Maureen: Wayne pigs out on Segovia’s delicacy

Maureen: Wayne pigs out on Segovia’s delicacy

Travel Weekly columnist Maureen HillThe Advantage Conference in Madrid provided an excellent opportunity for our bosses, Wayne and Alison Evans and area manager Margaret Moulton, to acquaint themselves with this beautiful region.

The stunning city of Segovia captured their imaginations, the friendly people captured their hearts and the food, by all accounts, made an impact on a whole host of organs. The prized local dish is the suckling piglet and it comes with delicious Mediterranean veg and plenty of ceremony.

As the dish is ritually presented to the biggest and most macho male of the group, Wayne was confronted by a plate of roast buttock, tail and ‘bits-in-between’ of the animal.

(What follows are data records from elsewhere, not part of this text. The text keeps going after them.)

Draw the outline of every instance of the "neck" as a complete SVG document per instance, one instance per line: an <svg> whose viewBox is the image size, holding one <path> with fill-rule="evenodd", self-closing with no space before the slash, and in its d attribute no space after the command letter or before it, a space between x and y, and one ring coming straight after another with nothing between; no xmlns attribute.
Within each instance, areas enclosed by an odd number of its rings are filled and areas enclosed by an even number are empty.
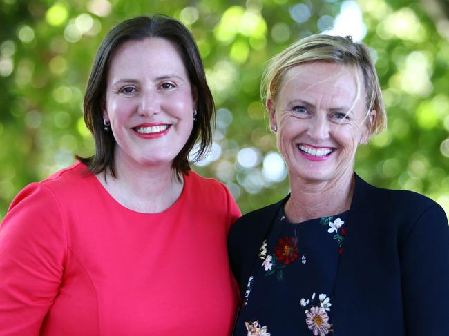
<svg viewBox="0 0 449 336"><path fill-rule="evenodd" d="M291 196L285 207L290 221L332 216L349 210L354 191L352 170L333 181L310 182L290 179Z"/></svg>
<svg viewBox="0 0 449 336"><path fill-rule="evenodd" d="M166 210L178 199L184 181L174 174L171 163L138 165L118 155L114 160L115 177L106 170L97 177L122 206L140 213Z"/></svg>

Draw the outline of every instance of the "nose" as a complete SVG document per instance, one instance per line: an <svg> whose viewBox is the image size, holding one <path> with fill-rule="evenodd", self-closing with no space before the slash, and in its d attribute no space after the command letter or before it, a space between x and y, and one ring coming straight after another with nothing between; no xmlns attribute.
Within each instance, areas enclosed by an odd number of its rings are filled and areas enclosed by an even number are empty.
<svg viewBox="0 0 449 336"><path fill-rule="evenodd" d="M142 116L152 116L160 112L160 100L157 92L150 89L144 90L140 95L138 113Z"/></svg>
<svg viewBox="0 0 449 336"><path fill-rule="evenodd" d="M329 121L325 115L315 115L312 119L308 130L308 135L311 140L320 143L329 137Z"/></svg>

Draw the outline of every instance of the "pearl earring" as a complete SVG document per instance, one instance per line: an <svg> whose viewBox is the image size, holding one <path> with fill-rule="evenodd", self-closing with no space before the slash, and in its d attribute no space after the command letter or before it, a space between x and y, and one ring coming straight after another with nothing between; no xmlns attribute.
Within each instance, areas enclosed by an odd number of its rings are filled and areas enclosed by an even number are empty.
<svg viewBox="0 0 449 336"><path fill-rule="evenodd" d="M103 119L103 125L104 125L103 129L106 132L109 132L109 126L111 126L111 123Z"/></svg>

Margaret said she was looking for Ant and Dec, convinced they were unwitting participants in a bush tucker trial.

Fortunately, Wayne’s former life as an amateur rugby player meant he was well equipped to deal with the delicacy and he got stuck in. “After all,” he mused, “you don’t know what goes into a meat pie, but you still eat them!”

Margaret enjoyed meeting other agents at the conference and was particularly tickled by the anecdotes related by Sue Thompson of Gates Travel in Kendal. Her region in the Lake District is a hotspot for lovers of Beatrix Potter, but it seems that not every tourist is familiar with the children’s author.

A group of Korean tourists were being shown around the Beatrix Potter Museum when one of them piped up: “Winnie the Pooh?”

Quick as a flash, one of the museum staff replied: “The toilets are outside on the left, sir.”

Downcast in Devon

Back in the office, an elderly lady called in and handed us a leaflet she’d picked up at the hotel she’d recently stayed at in Devon.

She said her son had booked the break for her online. A kind gesture, but he’d not done his research. His mother has walking difficulties and prefers to stay in places with good disabled access, so you can imagine her horror when she discovered the hotel was perched atop a steep hill.

“I felt marooned,” she said. “Stuck in the hotel all week, paying £2 for a glass of orange and £3 for a pot of coffee!”

She went on to say that another old lady with similar mobility problems who used two walking sticks had decided to take action against the hotel prices and slid off down the hill on her bottom!

“We’re thinking of suggesting it as a new Olympic event,” she smiled.